Below is a video about how the increasing interest in these cute videos of slow loris' has caused a massive demand for them in the pet trade/black market. This happens with nearly all videos of cute animals that aren't considered household pets. For some reason, instead of appreciating the video and the animal, people decide they want one of their own, often not understanding how to look after them and how much care they really need. As an example which is stated in the video, slow loris' travel a lot in the wild at night but they can't do this when they're kept in a cage in someone's house. It's an unfortunately very real consequence of these kinds of videos which I was informed about when I was studying for my Animal Management Diploma. These animals and other wild animals including bats (a protected species) are not suitable household pets.

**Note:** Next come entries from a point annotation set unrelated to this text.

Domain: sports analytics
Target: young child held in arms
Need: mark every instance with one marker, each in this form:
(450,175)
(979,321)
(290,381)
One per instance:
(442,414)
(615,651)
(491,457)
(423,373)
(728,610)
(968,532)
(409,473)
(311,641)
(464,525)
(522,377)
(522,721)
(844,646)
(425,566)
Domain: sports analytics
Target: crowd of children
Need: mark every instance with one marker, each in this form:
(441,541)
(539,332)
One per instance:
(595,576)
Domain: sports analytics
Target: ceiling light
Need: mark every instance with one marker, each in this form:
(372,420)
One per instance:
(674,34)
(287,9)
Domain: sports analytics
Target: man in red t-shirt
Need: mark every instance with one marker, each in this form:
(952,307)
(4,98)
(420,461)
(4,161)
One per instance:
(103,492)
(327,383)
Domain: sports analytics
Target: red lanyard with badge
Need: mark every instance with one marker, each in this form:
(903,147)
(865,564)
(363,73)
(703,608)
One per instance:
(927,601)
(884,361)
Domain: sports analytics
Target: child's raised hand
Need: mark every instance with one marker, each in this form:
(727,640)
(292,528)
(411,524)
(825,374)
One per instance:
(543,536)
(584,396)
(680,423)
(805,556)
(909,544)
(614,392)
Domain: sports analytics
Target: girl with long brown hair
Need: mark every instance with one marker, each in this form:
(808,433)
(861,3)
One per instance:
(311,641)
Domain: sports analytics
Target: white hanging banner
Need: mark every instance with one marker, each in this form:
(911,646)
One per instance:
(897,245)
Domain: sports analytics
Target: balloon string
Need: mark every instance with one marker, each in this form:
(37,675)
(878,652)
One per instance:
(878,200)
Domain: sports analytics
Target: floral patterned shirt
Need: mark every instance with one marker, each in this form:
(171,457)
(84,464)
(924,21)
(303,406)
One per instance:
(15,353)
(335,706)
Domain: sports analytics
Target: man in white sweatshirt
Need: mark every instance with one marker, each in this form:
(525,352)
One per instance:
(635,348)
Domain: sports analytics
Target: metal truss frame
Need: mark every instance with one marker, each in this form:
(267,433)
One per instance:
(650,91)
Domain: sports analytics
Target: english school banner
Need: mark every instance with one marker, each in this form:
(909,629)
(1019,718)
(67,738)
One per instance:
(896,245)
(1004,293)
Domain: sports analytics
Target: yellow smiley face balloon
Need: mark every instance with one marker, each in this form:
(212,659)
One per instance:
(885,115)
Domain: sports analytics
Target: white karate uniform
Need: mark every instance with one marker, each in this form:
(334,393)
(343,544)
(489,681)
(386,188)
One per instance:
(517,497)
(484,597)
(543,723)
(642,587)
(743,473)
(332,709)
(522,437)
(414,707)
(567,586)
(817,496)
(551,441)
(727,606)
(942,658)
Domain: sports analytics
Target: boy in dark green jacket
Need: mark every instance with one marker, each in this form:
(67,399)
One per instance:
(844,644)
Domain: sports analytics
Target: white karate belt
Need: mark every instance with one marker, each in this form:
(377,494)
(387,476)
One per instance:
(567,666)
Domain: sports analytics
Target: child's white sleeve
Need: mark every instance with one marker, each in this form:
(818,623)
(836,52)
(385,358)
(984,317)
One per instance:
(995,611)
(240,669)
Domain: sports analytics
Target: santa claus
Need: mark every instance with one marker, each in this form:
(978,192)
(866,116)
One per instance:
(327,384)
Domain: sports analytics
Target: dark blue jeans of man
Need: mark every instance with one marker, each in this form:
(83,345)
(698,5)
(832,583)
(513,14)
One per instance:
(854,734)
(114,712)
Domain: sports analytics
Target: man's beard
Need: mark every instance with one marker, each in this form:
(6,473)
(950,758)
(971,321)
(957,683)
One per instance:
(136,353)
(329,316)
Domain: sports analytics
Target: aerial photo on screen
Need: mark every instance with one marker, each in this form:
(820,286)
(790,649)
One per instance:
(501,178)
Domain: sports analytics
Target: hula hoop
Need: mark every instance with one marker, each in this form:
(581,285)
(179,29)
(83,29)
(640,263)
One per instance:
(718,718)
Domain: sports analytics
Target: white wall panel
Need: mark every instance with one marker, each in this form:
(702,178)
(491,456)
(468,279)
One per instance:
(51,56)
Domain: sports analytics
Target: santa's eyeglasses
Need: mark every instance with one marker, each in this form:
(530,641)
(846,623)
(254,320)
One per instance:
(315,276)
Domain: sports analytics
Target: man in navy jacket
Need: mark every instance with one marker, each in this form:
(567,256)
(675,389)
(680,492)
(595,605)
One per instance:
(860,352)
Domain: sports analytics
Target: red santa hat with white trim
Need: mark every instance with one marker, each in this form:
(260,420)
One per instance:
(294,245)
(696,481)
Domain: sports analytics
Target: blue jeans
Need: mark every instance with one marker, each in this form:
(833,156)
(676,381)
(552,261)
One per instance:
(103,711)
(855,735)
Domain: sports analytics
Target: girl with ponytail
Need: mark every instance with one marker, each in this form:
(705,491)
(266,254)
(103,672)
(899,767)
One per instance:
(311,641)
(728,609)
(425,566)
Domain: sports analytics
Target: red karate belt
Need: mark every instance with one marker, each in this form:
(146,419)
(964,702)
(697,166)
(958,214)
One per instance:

People also don't realise that a lot of the videos are taken in rescue centers or by people who are getting them back to health to then be released into the wild and these people are trained to handle these animals. Even with my diploma, I know I would not be able to look after these animals without extensive training yet people with little to no knowledge of animals or the illegal pet trade feel capable of doing so.
You can support the rescue of slow loris' here by signing the pledge. In the pledge, you agree not to like/share videos of slow loris' that circulate on social media and I'd recommend doing the same for similar kind of videos of wild, often endangered animals. This will help prevent the spread of the videos and if a large amount of people comment with information about the impact of these videos, hopefully the demand for these precious animals in the black market will dramatically reduce.